Le gouvernement Charest n'en a pas fini avec les débats à saveur identitaire. Il vient de remettre sur le tapis le projet de loi 94 sur le port du voile intégral dans les institutions publiques.

À la surprise générale, la consultation sur le projet de loi 94 avait été interrompue au mois de mai. Elle devait reprendre le 15 août, mais la convocation a été annulée. Elle reprendra finalement mardi, a annoncé le gouvernement Charest.

Le projet de loi 94 prévoit que les employés de l'État et les personnes qui reçoivent des services des organismes publics et parapublics doivent avoir «le visage découvert lors de la prestation des services».

Le ministre de la Justice et leader parlementaire, Jean-Marc Fournier, affirme que la position du gouvernement se fonde sur le principe de la laïcité ouverte et qu'elle est «équilibrée». Notons que la ministre Kathleen Weil, passée de la Justice à l'Immigration, continuera de défendre le projet de loi qu'elle avait déposé à l'Assemblée nationale. Selon son cabinet, aucun amendement n'est prévu pour le moment.

Or, aux yeux de l'opposition, le projet de loi est «insuffisant» et «vide». Le Parti québécois et l'Action démocratique du Québec veulent interdire aux employés de l'État de porter tout signe religieux ostentatoire. Le PQ, qui a fait de l'identité son cheval de bataille, réclame l'adoption d'une charte de la laïcité. Il reproche au gouvernement de rejeter l'une des recommandations du rapport Bouchard-Taylor, qui avait proposé la rédaction d'un livre blanc sur la laïcité.

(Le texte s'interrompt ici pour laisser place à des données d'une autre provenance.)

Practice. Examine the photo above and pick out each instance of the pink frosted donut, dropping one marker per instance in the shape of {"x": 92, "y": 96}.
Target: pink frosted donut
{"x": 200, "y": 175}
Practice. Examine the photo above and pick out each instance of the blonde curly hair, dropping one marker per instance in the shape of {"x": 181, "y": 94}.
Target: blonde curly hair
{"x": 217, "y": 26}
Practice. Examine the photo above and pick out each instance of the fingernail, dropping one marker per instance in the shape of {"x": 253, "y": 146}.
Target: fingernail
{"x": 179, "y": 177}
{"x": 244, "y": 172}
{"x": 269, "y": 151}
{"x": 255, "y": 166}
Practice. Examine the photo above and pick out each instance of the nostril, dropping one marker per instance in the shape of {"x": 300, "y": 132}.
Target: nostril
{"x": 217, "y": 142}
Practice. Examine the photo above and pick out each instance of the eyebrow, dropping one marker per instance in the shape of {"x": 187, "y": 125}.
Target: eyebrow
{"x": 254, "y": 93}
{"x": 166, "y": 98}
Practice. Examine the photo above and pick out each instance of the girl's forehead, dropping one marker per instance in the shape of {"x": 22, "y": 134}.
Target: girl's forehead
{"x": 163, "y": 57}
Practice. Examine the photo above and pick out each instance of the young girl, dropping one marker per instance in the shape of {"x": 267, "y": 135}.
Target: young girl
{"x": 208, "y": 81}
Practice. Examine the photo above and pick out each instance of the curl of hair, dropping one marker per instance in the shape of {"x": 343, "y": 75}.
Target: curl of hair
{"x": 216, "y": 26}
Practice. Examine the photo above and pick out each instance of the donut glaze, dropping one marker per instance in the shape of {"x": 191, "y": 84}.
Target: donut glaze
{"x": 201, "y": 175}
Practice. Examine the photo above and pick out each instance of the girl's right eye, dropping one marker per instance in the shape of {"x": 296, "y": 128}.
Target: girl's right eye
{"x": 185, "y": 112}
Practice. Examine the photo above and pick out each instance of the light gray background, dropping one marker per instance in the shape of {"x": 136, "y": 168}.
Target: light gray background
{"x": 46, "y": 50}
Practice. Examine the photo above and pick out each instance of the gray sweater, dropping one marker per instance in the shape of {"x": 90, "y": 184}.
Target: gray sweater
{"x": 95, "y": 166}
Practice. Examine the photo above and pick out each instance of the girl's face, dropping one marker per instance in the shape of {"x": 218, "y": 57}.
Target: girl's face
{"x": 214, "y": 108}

Qu'ils soient pour ou, surtout, contre le projet de loi 94, plusieurs groupes entendus en commission parlementaire jusqu'à présent ont réclamé la tenue d'un débat plus large sur la laïcité.

Dans les circonstances, le gouvernement aura-t-il recours au bâillon pour adopter son projet de loi avant les Fêtes? Chose certaine, le PQ n'a pas l'intention pour le moment de s'opposer aussi farouchement au projet de loi 94 qu'à celui sur l'accès à l'école anglaise.

«Si le gouvernement fait comme pour la loi 103 et ne change rien, qu'est-ce qu'on ferait? Le problème avec le projet de loi 94, ce n'est pas ce qu'il y a dedans, c'est ce qu'il n'y a pas dedans. Alors pour nous, c'est différent comme approche», a affirmé la députée péquiste Louise Beaudoin. Son objectif est de «remplumer le projet de loi».

Le printemps dernier, Mme Beaudoin s'était dite prête à présenter bientôt une charte de la laïcité. Le PQ a finalement choisi de présenter une série de mesures dans la «proposition principale» qui a été dévoilée l'été dernier et qui sera soumise au vote des membres au congrès de 2011.

En plus d'interdire le port de signes religieux ostentatoires dans la fonction publique, la charte d'un gouvernement péquiste affirmerait que «le Québec est un État laïque, neutre par rapport aux croyances ou non-croyances des uns et des autres en matière de religion». «La liberté de religion ne peut être invoquée pour enfreindre le droit à l'égalité entre les femmes et les hommes ou le bon fonctionnement des institutions publiques et parapubliques», ajoute le PQ dans sa proposition principale.

Le parti de Pauline Marois entend retirer leurs subventions aux écoles dont «les admissions sont fondées sur l'appartenance confessionnelle». Il y en aurait une vingtaine, selon Louise Beaudoin.